La denuncia detalla que el auxiliar entró a cambiarle el pañal, como era habitual. Sin embargo, esa madrugada cruzó límites graves. Primero tocó sus pechos sin consentimiento. Luego sacó su miembro viril, lo colocó en su mano y le pidió una felación. Ella se negó. Él continuó con lametones y tocamientos no consentidos. Al final, le dijo: «tú, calladita; tú, calladita».
El impacto psicológico fue inmediato
La mujer declaró a la Policía que no pudo dormir en toda la noche. Al amanecer, informó a la directora del centro. Luego llamó a su hermano, quien la acompañó a la comisaría de San Blas. Su estado emocional se describió como «decaído», con síntomas de estrés postraumático agudo.
¿Cómo responde el sistema sanitario ante abusos en residencias?
El centro pertenece a la Comunidad de Madrid, lo que implica responsabilidad directa de la Consejería de Sanidad. Tras la denuncia, el auxiliar fue despedido de forma inmediata. No obstante, no se activó un protocolo público de revisión de controles internos. Tampoco se dio a conocer si hubo otras denuncias previas contra el trabajador.
Falta de supervisión en turnos nocturnos
Las residencias especializadas suelen operar con turnos reducidos de personal durante la noche. Esto incrementa el riesgo de abuso en pacientes con dependencia física severa. La Ley 39/2006 de Promoción de la Autonomía y Atención a las Personas en Situación de Dependencia exige evaluaciones de riesgo y protocolos de protección. Pero su aplicación real sigue siendo irregular.
¿Qué dice la ley sobre abusos a personas con discapacidad grave?

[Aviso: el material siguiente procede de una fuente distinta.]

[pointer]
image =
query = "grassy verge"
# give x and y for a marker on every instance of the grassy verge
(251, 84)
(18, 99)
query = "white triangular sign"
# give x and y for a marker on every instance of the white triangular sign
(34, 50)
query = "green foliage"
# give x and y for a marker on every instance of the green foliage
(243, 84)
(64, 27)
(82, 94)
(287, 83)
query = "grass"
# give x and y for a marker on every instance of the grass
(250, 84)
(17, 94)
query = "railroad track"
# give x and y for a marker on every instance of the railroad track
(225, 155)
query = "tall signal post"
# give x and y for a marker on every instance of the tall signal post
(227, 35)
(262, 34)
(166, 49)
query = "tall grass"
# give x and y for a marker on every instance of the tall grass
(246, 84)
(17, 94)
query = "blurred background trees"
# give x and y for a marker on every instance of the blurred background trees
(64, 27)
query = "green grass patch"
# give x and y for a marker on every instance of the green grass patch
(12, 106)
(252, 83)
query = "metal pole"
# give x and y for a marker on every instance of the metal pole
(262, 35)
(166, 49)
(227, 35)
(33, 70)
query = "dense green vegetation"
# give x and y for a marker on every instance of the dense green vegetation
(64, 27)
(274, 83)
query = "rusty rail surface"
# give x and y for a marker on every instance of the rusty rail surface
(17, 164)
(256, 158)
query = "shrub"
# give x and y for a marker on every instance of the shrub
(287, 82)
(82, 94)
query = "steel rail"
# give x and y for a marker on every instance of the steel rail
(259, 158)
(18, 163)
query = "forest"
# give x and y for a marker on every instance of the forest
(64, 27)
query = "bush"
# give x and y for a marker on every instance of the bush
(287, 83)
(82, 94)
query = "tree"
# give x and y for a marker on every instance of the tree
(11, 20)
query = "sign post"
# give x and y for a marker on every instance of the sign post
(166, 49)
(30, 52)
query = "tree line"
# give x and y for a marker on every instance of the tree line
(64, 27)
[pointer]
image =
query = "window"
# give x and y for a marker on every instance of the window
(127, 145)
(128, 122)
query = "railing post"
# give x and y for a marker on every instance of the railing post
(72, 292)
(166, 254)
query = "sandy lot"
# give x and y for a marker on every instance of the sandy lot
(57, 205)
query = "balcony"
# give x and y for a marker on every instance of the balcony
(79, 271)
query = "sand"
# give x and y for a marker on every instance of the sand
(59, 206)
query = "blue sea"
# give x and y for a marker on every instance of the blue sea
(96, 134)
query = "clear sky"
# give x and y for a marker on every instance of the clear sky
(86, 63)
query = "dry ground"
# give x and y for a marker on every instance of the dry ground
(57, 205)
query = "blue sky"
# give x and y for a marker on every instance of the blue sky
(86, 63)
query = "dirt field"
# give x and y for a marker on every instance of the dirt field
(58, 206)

El Código Penal español castiga con mayor severidad los delitos sexuales cometidos contra personas con capacidad de autodeterminación reducida. El artículo 180.2 considera agravante la vulnerabilidad física o mental de la víctima. Además, la Ley Orgánica 1/2015 contra la Violencia de Género incluye a mujeres mayores y dependientes como colectivo especialmente protegido.
El rol de los centros como empleadores
Los centros sanitarios deben cumplir con la Ley de Prevención de Riesgos Laborales y la Ley de Igualdad. Esto implica formación obligatoria en prevención de abusos, mecanismos de denuncia anónima y auditorías internas. En este caso, no hay evidencia pública de que se hayan aplicado.
¿Cuál es el impacto económico y social del caso?
Los costes asociados a este tipo de incidentes van más allá del juicio. Incluyen: indemnizaciones, pérdida de confianza en la red pública, aumento de auditorías externas y posibles sanciones administrativas. Según datos del IMSERSO, el 32 % de las residencias públicas de larga estancia han tenido al menos una denuncia por maltrato entre 2022 y 2024. Cada caso afecta la reputación institucional y frena la inversión en nuevas plazas.
Datos Clave
- La paciente tiene Esclerosis Lateral Amiotrófica (ELA) y dependencia total para cuidados básicos.
- El acusado es un auxiliar de enfermería colombiano, casado y en libertad provisional.
- El hecho ocurrió en el Centro Alicia Koplowitz, gestionado por la Comunidad de Madrid.
- No hubo testigos directos, pero la denuncia incluye declaraciones detalladas y coherentes.
- El centro no activó un protocolo de transparencia ni informó públicamente sobre medidas correctivas.
- La víctima no recibió acompañamiento psicológico inmediato por parte del centro, según fuentes cercanas al caso.